In brief, the study showed that modest cost sharing reduced the use of services, with negligible effects on health for the average person (1). As a society, our task now is much the same as it was 41 years ago, namely, to find the best balance for cost sharing among individuals, corporations, and governments, remembering that health insurance improves peoples’ lives in general but costs a great amount of money.

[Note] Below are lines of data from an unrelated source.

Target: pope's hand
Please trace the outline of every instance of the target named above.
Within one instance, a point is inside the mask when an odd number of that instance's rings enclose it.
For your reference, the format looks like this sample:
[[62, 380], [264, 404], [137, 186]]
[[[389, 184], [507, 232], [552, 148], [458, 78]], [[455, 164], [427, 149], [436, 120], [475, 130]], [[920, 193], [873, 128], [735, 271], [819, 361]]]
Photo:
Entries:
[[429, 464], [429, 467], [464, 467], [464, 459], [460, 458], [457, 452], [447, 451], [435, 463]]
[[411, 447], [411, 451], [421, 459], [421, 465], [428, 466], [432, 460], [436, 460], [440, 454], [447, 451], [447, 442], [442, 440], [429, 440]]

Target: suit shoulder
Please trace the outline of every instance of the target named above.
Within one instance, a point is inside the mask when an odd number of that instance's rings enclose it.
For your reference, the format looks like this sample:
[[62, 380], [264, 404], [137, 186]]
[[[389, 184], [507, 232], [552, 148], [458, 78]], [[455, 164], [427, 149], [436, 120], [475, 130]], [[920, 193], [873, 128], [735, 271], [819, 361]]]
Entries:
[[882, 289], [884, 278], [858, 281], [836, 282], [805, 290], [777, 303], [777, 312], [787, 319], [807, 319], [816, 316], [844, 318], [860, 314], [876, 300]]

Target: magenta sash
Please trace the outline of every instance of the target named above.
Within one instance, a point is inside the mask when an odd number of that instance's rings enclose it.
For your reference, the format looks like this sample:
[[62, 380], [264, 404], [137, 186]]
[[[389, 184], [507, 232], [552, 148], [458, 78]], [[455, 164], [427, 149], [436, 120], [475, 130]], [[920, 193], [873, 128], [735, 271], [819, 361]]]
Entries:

Subsequent analyses of claims data from the HIE, for insurance plans with coinsurance and capped out-of-pocket spending, and statistically adjusting for the increased sickliness of those patients who exceeded the cap, showed that cost sharing reduced the number of health-related episodes but had little effect on the actual cost per episode (2). Further analyses of the HIE data also showed that the distributions of annual health care expenditures were highly unequal in the population representative of those covered by employer health plans (3); thus, any universal or sweeping plan would have to address this wide range of needs. Still further, the HIE showed that care via health maintenance organizations, compared with fee-forservice plans, was associated with lower costs because of reduced hospitalizations. However, it was also associated with lower client satisfaction and poorer health status among the subgroup with a limited income and poorer initial health status (4). Thus, we can all appreciate that funding health care is a complicated issue, and one that affects each of us. A balance among the different types of health insurance coverage might be useful. Interestingly, for the past 10 to 15 years, high-deductible, consumer-directed health plans that closely resembled the high-deductible plan of the RAND HIE have been used. Also, when these were combined with managed care plans, the 2 approaches complemented one another in that the former is directed primarily at the initiation of care for an episode of illness and the latter at the costliness of episodes, especially ongoing chronic disease episodes (5). With health care reform on everyone’s mind, I hope that our national leaders can focus on the science that our health services researchers produce, and use the information wisely to the benefit of us all. D. Scot Malay, DPM, MSCE, FACFAS Editor The Journal of Foot & Ankle SurgeryÒ
References 1. Rand Corporation. The Health Insurance Experiment: A Classic RAND Study Speaks to the Current Health Care Reform Debate. Available at: https://www.rand.org/ pubs/research_briefs/RB9174.html. Accessed May 4, 2017. 2. Keeler EB, Rolph JE. How cost sharing reduced medical spending of participants in the health insurance experiment. JAMA 249:2220–2227, 1983. 3. Russell LB, Chaudhuri A. The inequality of medical expenditures for several years in a healthy, nonelderly population. Med Care 30:908–916, 1992. 4. Wagner EH, Bledsoe T. The Rand Health Insurance Experiment and HMOs. Med Care 28:191–200, 1990. 5. Newhouse JP. Consumer-directed health plans and the RAND Health Insurance Experiment. Health Aff (Millwood) 23:107–113, 2004.